1devkit tuner roofline -m region -o transpose_B_matmult_8192 ./matmul 8192 2
Command output:
1 2 3 4 5 6 7 8 9 10 11 12 13 14 15 16 17 18 19 20 21 22 23 24
Note: 1. Roofline task is currently only supported on the 920 platform. 2. The application must be a binary file in ELF format. 3. Roofline task collection needs to ensure the application has finished running. 4. The estimated time of roofline collection is about 3 * application estimated time. 5. You can learn about the roofline profiling method by looking at document /usr/local/devkit/tuner/docs/ROOFLINE_KNOW_HOW.MD RFCOLLECT: Start collection for ./matmul RFCOLLECT: Launch application to collect performance metrics of ./matmul Size is 8192, Matrix multiplication method is: 2, Check correctness is: 0 Initialization time = 2.793919s ROOFLINE_EVENTS are initialized. Matrix multiplication time = 10.419904s RFCOLLECT: Launch application to do binary instrumentation of ./matmul Size is 8192, Matrix multiplication method is: 2, Check correctness is: 0 Initialization time = 8.543225s Matrix multiplication time = 11.596018s RFCOLLECT: Launch benchmarks for measuring roofs RFCOLLECT: Processing all collected data RFCOLLECT: Result is captured at /matrix_multiplication/rfcollect-20240506-160802.json RFCOLLECT: Run "rfreport /matrix_multiplication/rfcollect-20240506-160802.json" to get report. Get roofline report ... The roofline json report: /matrix_multiplication/transpose_B_matmult_8192.json The roofline html report: /matrix_multiplication/transpose_B_matmult_8192.html
- View the transpose_B_matmult_8192.html report.Figure 6 transpose_B_matmult_8192.html
In this case, Parallel Threads of roofs is 128, Elapsed Time is 10.017 seconds, GFLOP Count is 1099.512, and Performance is 109.763 GFLOPS.
Tuning Result
- L1 is in the Memory Bound area, whereas L2, L3, and DDR are in the Compute and Memory Bound area.

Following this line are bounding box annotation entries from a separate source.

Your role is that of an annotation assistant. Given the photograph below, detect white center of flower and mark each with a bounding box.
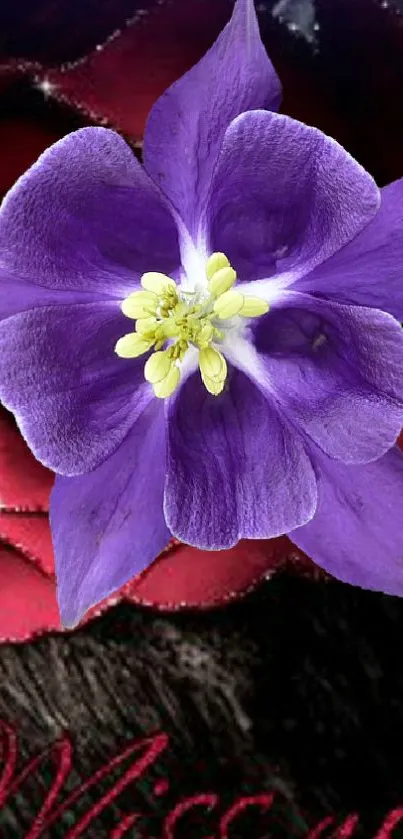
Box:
[115,253,269,399]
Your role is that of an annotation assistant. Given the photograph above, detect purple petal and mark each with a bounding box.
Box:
[50,399,170,627]
[0,301,150,475]
[0,128,180,306]
[165,369,316,550]
[289,447,403,596]
[255,293,403,463]
[296,178,403,321]
[206,111,379,284]
[144,0,281,240]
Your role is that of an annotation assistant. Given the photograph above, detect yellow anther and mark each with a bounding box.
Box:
[202,375,225,396]
[140,271,176,295]
[115,252,269,399]
[238,297,270,318]
[209,268,236,297]
[144,350,174,385]
[196,321,214,347]
[206,251,230,280]
[153,365,180,399]
[115,332,154,358]
[199,347,227,396]
[121,291,158,320]
[214,289,245,320]
[158,317,179,339]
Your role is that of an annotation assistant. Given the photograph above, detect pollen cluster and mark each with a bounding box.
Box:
[115,253,269,399]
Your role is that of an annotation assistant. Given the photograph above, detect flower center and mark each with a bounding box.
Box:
[115,253,269,399]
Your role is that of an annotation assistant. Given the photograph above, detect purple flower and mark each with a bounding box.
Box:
[0,0,403,626]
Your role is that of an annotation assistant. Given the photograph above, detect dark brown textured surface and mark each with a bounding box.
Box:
[0,0,403,839]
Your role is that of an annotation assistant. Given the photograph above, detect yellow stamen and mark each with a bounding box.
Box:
[214,289,245,320]
[209,268,236,297]
[115,332,154,358]
[238,297,270,318]
[115,252,269,399]
[199,347,227,396]
[206,251,230,280]
[153,365,180,399]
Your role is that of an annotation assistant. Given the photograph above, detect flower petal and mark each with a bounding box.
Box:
[206,111,379,286]
[144,0,281,240]
[0,301,151,475]
[289,447,403,596]
[296,178,403,321]
[254,293,403,463]
[0,128,180,308]
[165,369,316,550]
[50,400,170,627]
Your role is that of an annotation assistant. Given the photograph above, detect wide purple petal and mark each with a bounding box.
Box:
[205,111,379,285]
[164,369,316,550]
[289,447,403,596]
[144,0,281,240]
[0,128,180,306]
[254,293,403,463]
[0,301,150,475]
[50,399,170,627]
[296,178,403,321]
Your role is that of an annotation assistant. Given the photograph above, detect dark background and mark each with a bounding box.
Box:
[0,0,403,839]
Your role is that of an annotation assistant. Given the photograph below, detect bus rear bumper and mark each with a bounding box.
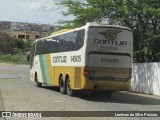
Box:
[82,78,131,91]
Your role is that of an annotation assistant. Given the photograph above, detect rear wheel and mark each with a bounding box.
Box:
[66,78,76,96]
[35,74,42,87]
[59,76,66,94]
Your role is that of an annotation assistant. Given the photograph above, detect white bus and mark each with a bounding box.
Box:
[30,23,133,96]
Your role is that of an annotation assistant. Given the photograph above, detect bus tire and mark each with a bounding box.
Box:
[66,77,76,96]
[59,76,67,94]
[35,73,42,87]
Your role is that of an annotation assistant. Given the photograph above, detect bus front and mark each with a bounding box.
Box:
[83,26,133,91]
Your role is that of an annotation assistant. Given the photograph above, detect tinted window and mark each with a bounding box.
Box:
[35,30,84,55]
[36,40,59,55]
[53,30,84,52]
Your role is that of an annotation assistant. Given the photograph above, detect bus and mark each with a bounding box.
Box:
[30,23,133,96]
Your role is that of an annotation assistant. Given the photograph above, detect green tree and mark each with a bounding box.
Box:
[59,0,160,62]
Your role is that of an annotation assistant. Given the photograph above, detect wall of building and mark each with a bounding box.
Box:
[131,63,160,95]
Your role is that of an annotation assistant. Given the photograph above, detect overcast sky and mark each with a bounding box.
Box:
[0,0,74,25]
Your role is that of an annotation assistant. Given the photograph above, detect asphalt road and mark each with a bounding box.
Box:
[0,64,160,120]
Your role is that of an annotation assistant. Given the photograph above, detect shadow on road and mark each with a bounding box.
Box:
[42,86,160,105]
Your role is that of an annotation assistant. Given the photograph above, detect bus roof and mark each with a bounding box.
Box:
[51,29,72,35]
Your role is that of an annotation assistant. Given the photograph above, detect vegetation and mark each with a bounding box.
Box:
[59,0,160,63]
[0,33,31,64]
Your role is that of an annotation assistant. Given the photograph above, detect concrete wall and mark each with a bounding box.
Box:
[131,63,160,95]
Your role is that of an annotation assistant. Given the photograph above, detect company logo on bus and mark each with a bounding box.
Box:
[99,30,122,40]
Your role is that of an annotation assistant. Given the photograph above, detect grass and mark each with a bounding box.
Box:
[0,54,29,64]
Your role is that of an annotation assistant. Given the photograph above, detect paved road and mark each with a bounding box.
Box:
[0,64,160,120]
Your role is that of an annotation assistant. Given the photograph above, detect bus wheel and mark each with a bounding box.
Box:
[35,74,42,87]
[66,77,76,96]
[59,76,66,94]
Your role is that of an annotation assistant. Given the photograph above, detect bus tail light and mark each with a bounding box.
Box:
[129,68,132,79]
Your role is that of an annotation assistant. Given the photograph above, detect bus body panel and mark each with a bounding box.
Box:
[30,25,133,91]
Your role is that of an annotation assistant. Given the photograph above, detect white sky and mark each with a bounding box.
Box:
[0,0,74,25]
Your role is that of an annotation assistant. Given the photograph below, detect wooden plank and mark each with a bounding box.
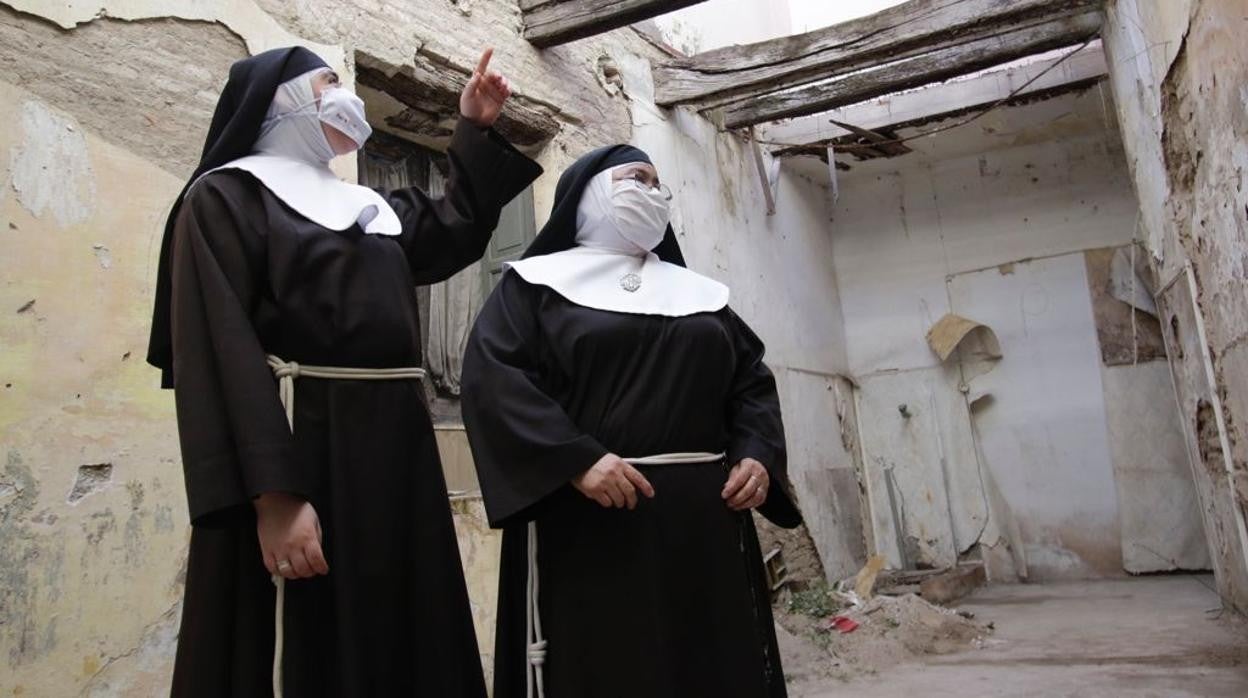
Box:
[520,0,706,49]
[750,129,776,216]
[356,55,560,146]
[723,12,1101,129]
[654,0,1101,106]
[758,42,1108,152]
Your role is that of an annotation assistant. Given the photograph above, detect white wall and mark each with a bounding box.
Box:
[832,90,1199,578]
[654,0,791,55]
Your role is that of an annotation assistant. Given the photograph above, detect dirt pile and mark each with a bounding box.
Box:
[776,586,992,696]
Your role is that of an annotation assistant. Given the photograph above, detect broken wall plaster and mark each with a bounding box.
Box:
[1085,246,1166,366]
[9,101,95,227]
[1106,0,1248,609]
[66,463,112,504]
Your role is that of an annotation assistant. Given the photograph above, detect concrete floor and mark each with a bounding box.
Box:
[801,576,1248,698]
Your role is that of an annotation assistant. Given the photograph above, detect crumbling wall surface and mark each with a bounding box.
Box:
[0,79,187,696]
[0,0,658,696]
[831,89,1168,578]
[0,0,862,696]
[1104,0,1248,609]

- The memory bottleneck lies in L1 and L3, whereas the high-speed cache is fully utilized.
- The cache line utilization is improved. The computation density (FLOP/BYTE) sequence is: L1 < L2 < L3 < DDR.
|
Case |
Elapsed Time(s) |
GFLOP Count |
Performance |
Performance Increase Ratio Per Unit Time (over the Previous Case) |
End-to-End Performance Increase Ratio (over the Previous Case) |
Performance Increase Ratio Per Unit Time (over the Benchmark Case) |
End-to-End Performance Increase Ratio (over the Benchmark Case) |
|---|---|---|---|---|---|---|---|
|
parallel_matmult_8192 |
516.824 |
1099.512 |
2.127 |
-- |
-- |
-- |
-- |
|
transpose_B_matmult_8192 |
10.017 |
1099.512 |
109.763 |
51.595 |
51.595 |
51.595 |
51.595 |
- Going UP: The performance increases by 50.595 times.
- Going RIGHT: Memory access is optimized to better improve the program performance.